In any case, the president of BBVA maintains that “at no time has there been an unfriendly or hostile character.” What happens is that the approach “is now different” and has gone from proposing an operation to the Sabadell board to doing so to the shareholders.
The takeover bid, he said, “is not a plan B” nor is there “room for improvement.” “The easy thing would have been to abandon the project after Sabadell’s rejection, but that is not what they pay us for, so we have the responsibility of defending the shareholders and presenting the proposal to those of Sabadell so that they can decide.”

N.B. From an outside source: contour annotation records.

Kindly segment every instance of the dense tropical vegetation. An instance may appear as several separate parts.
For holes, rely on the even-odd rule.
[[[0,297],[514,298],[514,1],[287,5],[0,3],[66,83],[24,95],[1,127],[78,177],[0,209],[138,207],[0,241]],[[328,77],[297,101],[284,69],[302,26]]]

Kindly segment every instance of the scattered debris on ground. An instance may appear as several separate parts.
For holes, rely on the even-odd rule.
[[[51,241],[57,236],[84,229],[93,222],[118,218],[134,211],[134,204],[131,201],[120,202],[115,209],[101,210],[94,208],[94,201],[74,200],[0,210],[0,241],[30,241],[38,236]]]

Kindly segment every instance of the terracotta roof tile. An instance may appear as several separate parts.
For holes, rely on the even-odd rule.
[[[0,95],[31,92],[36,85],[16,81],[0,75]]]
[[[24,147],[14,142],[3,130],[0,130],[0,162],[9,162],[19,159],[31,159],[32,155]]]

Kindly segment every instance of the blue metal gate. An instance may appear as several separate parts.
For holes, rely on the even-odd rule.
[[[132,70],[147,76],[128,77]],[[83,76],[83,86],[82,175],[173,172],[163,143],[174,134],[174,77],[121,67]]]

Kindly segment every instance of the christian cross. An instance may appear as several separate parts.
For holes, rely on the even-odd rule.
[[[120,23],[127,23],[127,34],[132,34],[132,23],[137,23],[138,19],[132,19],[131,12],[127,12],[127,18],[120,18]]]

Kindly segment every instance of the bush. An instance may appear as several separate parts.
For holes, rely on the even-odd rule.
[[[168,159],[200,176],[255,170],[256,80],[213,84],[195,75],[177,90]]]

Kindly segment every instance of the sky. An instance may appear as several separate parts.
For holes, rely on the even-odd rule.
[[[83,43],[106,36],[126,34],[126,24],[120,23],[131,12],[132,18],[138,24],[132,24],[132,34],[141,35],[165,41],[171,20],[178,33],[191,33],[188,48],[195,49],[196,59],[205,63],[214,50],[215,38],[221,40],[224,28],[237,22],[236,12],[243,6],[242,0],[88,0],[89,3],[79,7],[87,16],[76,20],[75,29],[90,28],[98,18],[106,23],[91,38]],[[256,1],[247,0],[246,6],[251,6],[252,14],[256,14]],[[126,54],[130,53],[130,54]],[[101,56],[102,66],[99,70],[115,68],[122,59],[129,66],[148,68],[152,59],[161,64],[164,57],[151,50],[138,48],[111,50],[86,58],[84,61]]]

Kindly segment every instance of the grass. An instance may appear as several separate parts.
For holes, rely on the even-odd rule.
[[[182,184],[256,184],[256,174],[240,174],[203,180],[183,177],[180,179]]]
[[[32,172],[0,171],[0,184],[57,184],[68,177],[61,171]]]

One of the most significant messages has to do with previous contacts with some Sabadell shareholders. “There have been investors who have contacted us for an offer like the one we presented” and some of them are “relevant,” he stated. In the conference with analysts early in the morning, he had assured: “We are in contact with Sabadell shareholders to find out their impression” and “we have received expressions of interest.”
Another element of concern has to do with the Government’s rejection of the merger. “The bank respects this opinion” and “I trust that the Government will appreciate the benefits of the operation,” which “will support the economy much more,” Torres responded when asked about this matter.
Faced with reluctance due to less competition in the sector, he assured that “in all market share metrics the resulting group would be below CaixaBank.” He also said that “credit to businesses will not be restricted.”
Another of the BBVA president’s arguments was that Europe needs to gain scale in strategic sectors. Not only did he appear confident in obtaining approval from authorities such as the ECB, the CNMV or the CNMC, but he also hinted that some of them support this type of movement. “The ECB likes consolidation and larger entities, with cross-border operations,” he said.
Torres acknowledged that “there may be some staff departures in the short term,” but BBVA has “a lot of experience” in doing so “with non-traumatic measures and with programs that usually have enormous acceptance by the workforce.”